Im ultimately seeking out more appropriate fenders (the ones I found it with are ill fitting) & a chain guard & chainring but first wanted any advice or knowledge on identifying it primarily & beginning with a good foundation to move forward with restoration. Thank y’all so much for your time & can’t wait to hear your thoughts!  Feel free to request any additional information or photos & I’ll do my very best. Thanks so much in advance!


----------



## tjkajecj (Jan 5, 2019)

I have had a number of these, looks like it may have been switch from a skiptooth 1" to 1/2" later in life.

Tim


----------



## hoofhearted (Jan 5, 2019)

@ChelseaMae 

Welcome to the CABE, Miss Chelsea.

Am pretty sure a few members will respond
to your entry soon.  As beautiful as it is in SW
Ohio, today,  many members  riding and all ...
would bet it's a dandy of a day in your more
Southerly State of Kentucky, as well.

..... patric


----------



## ChelseaMae (Jan 5, 2019)

Thanks a bunch Tim! So as I said, this is all a learning journey to me, what specifically about the bike indicates the switch?  I do know what a skiptooth is, but couldn’t confidently identify an original versus one that’s been transitioned. Thanks again for your time!


----------



## ChelseaMae (Jan 5, 2019)

Thank you Patric! The weather is lovely here today  very excited about any info the veterans have to share here!


----------



## DonChristie (Jan 5, 2019)

What Tim is referring to is the Chain. Originally, it was a skiptooth chain (1” pitch between the teeth on  sprockets). Your was changed to a 1/2” pitch. The frame is a desirable one with the wishbone. Depends on what you want the bike to be, but getting it back to its original state will be spendy! As long as you ride it your good! Welcome!


----------



## ChelseaMae (Jan 5, 2019)

Also if anyone has any tips on locating some fenders for this one, I’d sure appreciate any tips or leads! Thank you.


----------



## rollfaster (Jan 5, 2019)

Looks like it might have been badged as a Hiawatha with that seat clamp style. Or possibly a later frame 38-40. Love those wishbone frames! @slick @keith kodish


----------



## ChelseaMae (Jan 6, 2019)

@rollfaster thank you so much! This  is super helpful to know! I’ll have to do some digging into Hiawatha some more! Yes the wishbone frame really is a neat look and i love that there’s a community of followers that love it as well!


----------



## slick (Jan 7, 2019)

From my research, the fatter style seat post clamp denotes the frame as a 1940 frame. Same with the round top fork which was introduced in late 1939. The daisy chainring also was available in 1940/41 So the 1938 wheels are most likely correct if the hubs were laying around at the plant or the wheel set was sitting there and wasnt used already. The fenders would be the McCauley fender. They were most likely straight braced. Their is a possibility it had curved braced fenders depending on model, but I doubt it. Great bike btw!


----------



## BLWNMNY (May 2, 2020)

i know I'm a little bit late posting, but....... I also noticed your frame doesn't appear to have had a head badge. Possibly a big tank bike at some point, arrow frame maybe?


----------



## Junktown (Oct 8, 2020)

My Western Flyer Shelby predates this a little judging by the forks, but has the same chainwheel. So yours may be
correct and not replaced.
Maybe an expert can weigh in: When did Shelby go to a 1/2 pitch chain? From what I have seen, it must have been 1938 or so


----------



## Balloonoob (Oct 9, 2020)

That bike had all kinds of reflectors and lights in the first pic.
I think @BLWNMNY brought up a good point. Are there no badge holes? Are wishbone frames with no badge holes worth much more than a frame with them as they would have been decked out something like this?
It seems as though there were decked out Hiawatha Arrows and Shelby Airflo bikes like this from 1940?

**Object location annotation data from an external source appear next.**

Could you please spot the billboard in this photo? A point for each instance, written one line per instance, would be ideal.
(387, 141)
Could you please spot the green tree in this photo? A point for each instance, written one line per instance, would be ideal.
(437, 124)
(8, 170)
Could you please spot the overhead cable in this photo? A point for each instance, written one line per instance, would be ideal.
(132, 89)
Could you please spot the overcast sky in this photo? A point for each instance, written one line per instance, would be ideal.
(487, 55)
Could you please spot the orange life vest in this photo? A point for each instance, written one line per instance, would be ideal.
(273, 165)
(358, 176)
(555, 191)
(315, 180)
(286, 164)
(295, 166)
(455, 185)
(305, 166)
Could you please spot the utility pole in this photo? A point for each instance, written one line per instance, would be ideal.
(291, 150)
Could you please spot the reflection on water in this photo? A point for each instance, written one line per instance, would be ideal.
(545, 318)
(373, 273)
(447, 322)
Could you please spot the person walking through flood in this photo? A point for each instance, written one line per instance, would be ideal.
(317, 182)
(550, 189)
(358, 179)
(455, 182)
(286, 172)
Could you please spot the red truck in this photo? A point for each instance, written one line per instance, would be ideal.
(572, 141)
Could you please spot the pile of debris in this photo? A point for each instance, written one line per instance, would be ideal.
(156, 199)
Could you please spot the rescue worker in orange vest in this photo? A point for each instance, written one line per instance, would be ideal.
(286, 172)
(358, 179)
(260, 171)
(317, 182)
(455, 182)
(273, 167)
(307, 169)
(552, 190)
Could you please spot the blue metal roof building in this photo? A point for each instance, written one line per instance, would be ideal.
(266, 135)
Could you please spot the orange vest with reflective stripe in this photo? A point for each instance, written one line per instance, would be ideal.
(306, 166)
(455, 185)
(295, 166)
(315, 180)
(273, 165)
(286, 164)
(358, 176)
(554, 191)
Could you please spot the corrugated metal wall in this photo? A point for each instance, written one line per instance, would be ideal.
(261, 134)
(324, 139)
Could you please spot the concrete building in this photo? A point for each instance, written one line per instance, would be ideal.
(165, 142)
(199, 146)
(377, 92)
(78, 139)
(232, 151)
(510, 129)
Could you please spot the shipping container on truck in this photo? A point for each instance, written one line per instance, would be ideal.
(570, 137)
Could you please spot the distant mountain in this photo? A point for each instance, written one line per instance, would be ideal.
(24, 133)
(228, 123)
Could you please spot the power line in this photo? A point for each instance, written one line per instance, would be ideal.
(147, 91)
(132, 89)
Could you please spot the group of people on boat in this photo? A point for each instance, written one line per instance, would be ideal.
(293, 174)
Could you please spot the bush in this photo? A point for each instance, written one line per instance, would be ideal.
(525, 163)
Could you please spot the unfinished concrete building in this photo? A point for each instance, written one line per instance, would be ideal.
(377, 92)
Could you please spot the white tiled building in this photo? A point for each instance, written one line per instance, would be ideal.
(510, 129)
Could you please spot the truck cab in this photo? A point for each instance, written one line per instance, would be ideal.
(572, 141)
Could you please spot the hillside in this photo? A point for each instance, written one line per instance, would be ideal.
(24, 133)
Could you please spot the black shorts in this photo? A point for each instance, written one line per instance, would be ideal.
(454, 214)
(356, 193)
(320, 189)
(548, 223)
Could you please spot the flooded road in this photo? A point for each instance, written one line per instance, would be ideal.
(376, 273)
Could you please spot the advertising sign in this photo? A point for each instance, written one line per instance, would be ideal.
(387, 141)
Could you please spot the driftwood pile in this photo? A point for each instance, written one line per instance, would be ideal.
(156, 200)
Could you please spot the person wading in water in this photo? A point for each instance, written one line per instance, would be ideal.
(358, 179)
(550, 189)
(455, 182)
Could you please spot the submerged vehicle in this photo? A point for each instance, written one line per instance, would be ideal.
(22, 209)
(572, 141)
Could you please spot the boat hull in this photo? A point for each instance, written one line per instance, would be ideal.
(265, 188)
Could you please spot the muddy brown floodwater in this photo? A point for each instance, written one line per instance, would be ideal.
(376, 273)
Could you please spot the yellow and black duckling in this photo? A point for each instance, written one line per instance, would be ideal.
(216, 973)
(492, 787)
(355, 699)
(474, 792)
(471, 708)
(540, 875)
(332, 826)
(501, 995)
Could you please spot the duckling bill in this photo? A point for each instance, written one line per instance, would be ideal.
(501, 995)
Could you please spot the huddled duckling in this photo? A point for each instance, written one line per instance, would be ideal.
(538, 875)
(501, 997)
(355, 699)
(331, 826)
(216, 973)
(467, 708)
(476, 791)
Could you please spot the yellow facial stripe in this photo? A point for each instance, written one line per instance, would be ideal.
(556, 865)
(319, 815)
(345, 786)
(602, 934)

						Shelby airflow paint scheme | General Discussion About Old Bicycles
					

I keep second guessing my choices of what color to paint my Shelby. I seem to see quite a few photos of black and red. Which at first I thought was really cool, but the blue and yellow looks really good too. I want something that says "classic 1939"  My question is: What were the colors that...




					thecabe.com


----------



## Superman1984 (Oct 9, 2020)

@Balloonoob that thing sure did have accessories. I bet it feels naked stripped down of it's eyes, honker & mirror systems. Lol.


----------



## Superman1984 (Oct 9, 2020)

@ChelseaMae I would at least put it back together as a rider (after a thorough cleaning) & enjoy it some If you're going to restore it or while you hunt parts.


----------



## PlasticNerd (Oct 9, 2020)

The hub date of 4 on a Morrow is the 4th quarter of the year they only used 1 2 3 4. You are correct on the year H 1938. They are a fairly easy rebuild, just need to get the first set up part right! Good luck with your project t, Gary


----------



## JRE (Oct 9, 2020)

I agree with Superman1984.They are my favorite rider.


----------



## Superman1984 (Oct 9, 2020)

JRE said:


> I agree with Superman1984.They are my favorite rider.
> 
> View attachment 1280817
> 
> ...



1st time somebody said I was right in a while.lol. I was just saying if they're going to restore it & it takes time to gather the proper parts then might as well  enjoy it now some as a rider. I regret not riding some that coulda been ridden as found before I took'em apart. I have misplaced parts due to tearing them apart thinking I'll do blah blah & then it leads to "while I'm at it" & Bingo was his name   . By the time you find some parts you're like WTF is this & what did it go to or how exactly.


----------



## JLF (Oct 9, 2020)

Great project!  I have two (prewar Shelby’s) myself and would be happy to have more!  Wonderful bikes to ride.  Enjoy the process!


----------



## PlasticNerd (Oct 9, 2020)

PlasticNerd said:


> The hub date of 4 on a Morrow is the 4th quarter of the year they only used 1 2 3 4. You are correct on the year H 1948. They are a fairly easy rebuild, just need to get the first set up part right! Good luck with your project t, Gary



Whoops! 1938!!! Fat fingers on my phone lol


----------



## Junktown (Oct 9, 2020)

Oh good. Ya kinda threw me there, for a time.


----------